Wednesday, March 2, 2022
5:03pm

My last color day was somewhere back in January, and the word was blue. So it’s high time for another one, and today’s color word comes courtesy of whatever phase I’m going through right now that makes it so appealing: green.

Could be the impending spring. Could be the fact that I saw a picture of myself wearing something not quite green but not quite yellow, and since I’m not a particular fan of yellow on any given day, green just stuck.

Could be that March was my grandmother’s birthday, and her favorite color was Kelly green. Not just any green. Kelly.

She would tell me about how she used to get dressed when she was young, and go out with her friends. Back in her day, girls wore dresses and hats and high heeled shoes and even gloves. Grandma most certainly never went out in a pair of Keds. I heard often about some of her lovely Kelly green outfits, hand made by her own mother.

Right before she left us for those Kelly green pastures in the sky, she went through a phase where she tried to give me her clothes. If you had seen the size of my grandmother… and the size of me… you would know how laughable that was. But that didn’t stop her from handing me shirt after shirt and saying, “Here, try this on,” followed immediately by, “You just need to lose a little weight.”
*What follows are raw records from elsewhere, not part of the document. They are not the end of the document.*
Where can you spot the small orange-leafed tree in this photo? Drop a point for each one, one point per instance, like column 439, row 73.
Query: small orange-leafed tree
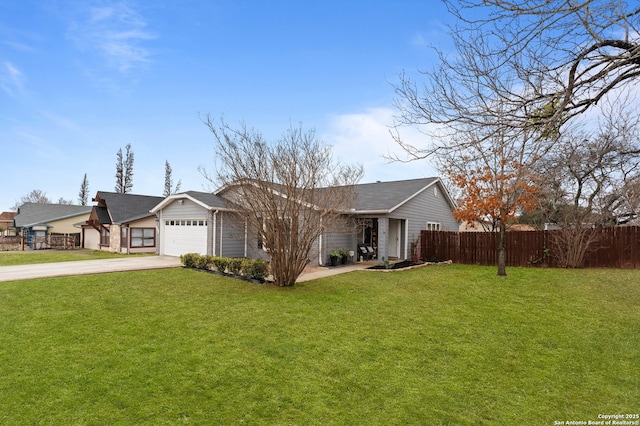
column 495, row 197
column 495, row 178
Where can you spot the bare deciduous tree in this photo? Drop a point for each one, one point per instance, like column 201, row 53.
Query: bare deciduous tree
column 287, row 191
column 590, row 172
column 543, row 62
column 35, row 196
column 496, row 178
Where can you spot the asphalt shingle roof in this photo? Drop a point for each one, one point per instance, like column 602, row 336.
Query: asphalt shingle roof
column 35, row 213
column 127, row 207
column 211, row 200
column 384, row 196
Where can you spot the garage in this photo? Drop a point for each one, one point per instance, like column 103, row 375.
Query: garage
column 184, row 236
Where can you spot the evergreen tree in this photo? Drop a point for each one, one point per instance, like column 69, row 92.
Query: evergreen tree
column 83, row 195
column 168, row 181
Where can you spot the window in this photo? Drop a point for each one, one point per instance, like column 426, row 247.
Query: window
column 194, row 222
column 104, row 237
column 143, row 237
column 433, row 226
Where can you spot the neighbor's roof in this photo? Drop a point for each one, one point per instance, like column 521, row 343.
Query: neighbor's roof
column 7, row 216
column 125, row 208
column 30, row 214
column 205, row 199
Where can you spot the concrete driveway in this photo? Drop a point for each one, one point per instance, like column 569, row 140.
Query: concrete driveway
column 82, row 267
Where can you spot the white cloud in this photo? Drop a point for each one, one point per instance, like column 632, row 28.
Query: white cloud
column 117, row 32
column 365, row 138
column 11, row 80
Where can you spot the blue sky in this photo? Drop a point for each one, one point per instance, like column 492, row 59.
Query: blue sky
column 80, row 79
But I took a few of her things because it made her happy, and then I couldn’t get rid of them because it made me sad.

A few weeks ago when my brother visited and brought me a stack of my things from the attic in Brigantine, my grandmother’s shirts came with them. Funny enough, I did, in fact “lose a little weight”, and they fit this time.

One of the shirts was Kelly green.

It’s not often that a person wants to go around wearing their grandmother’s clothes, but in this case I think I will make an exception.

Green is not a hard color to find. It’s in the grass and trees and the leafy things at the Farmers Market. Some of the best things to eat in life are green, like Brussels sprouts and avocados, parsley, mint and cilantro, dill and baby spinach. All of which are currently gracing my counters and refrigerator shelves.

Do you know what I do not have in my house right now, not even one?

Limes.

I wanted to have one in today’s headline photo but there wasn’t even a piece of a moldy forgotten one to be found. I apparently squeezed them all for cocktails because I have a decent sized container of lime juice but no limes. And we’ve already established the new rule about going to the supermarket during the week, so I was not about to break it just for the sake of a lime.

So I took a picture of the green things on my desk instead.

One of the candles I bought is more of a minty seafoam green, with a bright, mint scent.

And the drawing of Brigantine that my nephew sent, complete with green palm tree leaves. There are no palm trees in Brigantine. I don’t even think there is a fake one. Just goes to show how ingrained the idea of palm trees and beaches is in our brains, even at sevenish years old.

There’s a green highlighter of course, and a bit of pale green woven into one of the several scarves my mother has knitted for Hello Kitty. The entire backdrop of my desk is a lime green felt board.

I noticed something interesting about green. It comes in big swaths. It’s all the vegetables or acres of grass. But it’s not as much an accent color, at least not in my immediate space. There are book covers in blue and pink and red and yellow. Stickers with red and blue and gray. Things from toiletries to pantry ingredients in rainbows of reds, blues, yellows, purples.

But green seems to wait until it can take center stage.

I have one sage green bathroom towel. A single lime green coaster. But no green earrings.

Five colors of spatulas, but none green.

Now, thanks to my grandmother and Amazon Prime, I have two green shirts but nothing else with so much as a green logo on it.

There is nothing printed in green, nothing colored in green, nothing edged in green.

But when I look out the window to my right, I see big, open fields of green, and when I look to my left, I see most of a wall of Alice-green.

The Alices are very green.

After my post about Alice the other day, my mother sent me a picture of Alice’s cousin. This one sits on a table in my mother’s house. Look at how green!

So green may not show up incidentally the way blue and red and pink do, but when it does show up, it shows up like it means it.

It turns out, too, that of all the myriad bottles in my bar collection, of all the contents in shades of brown and tan, beige, caramel, taupe, russet, walnut, umber and wood, sepia, burnt sienna or mahogany, only one bottle is a completely unique color: green chartreuse.

And a color with a personality like that is worth being celebrated.

Photo: one corner of my desk, where the fun stuff hangs out.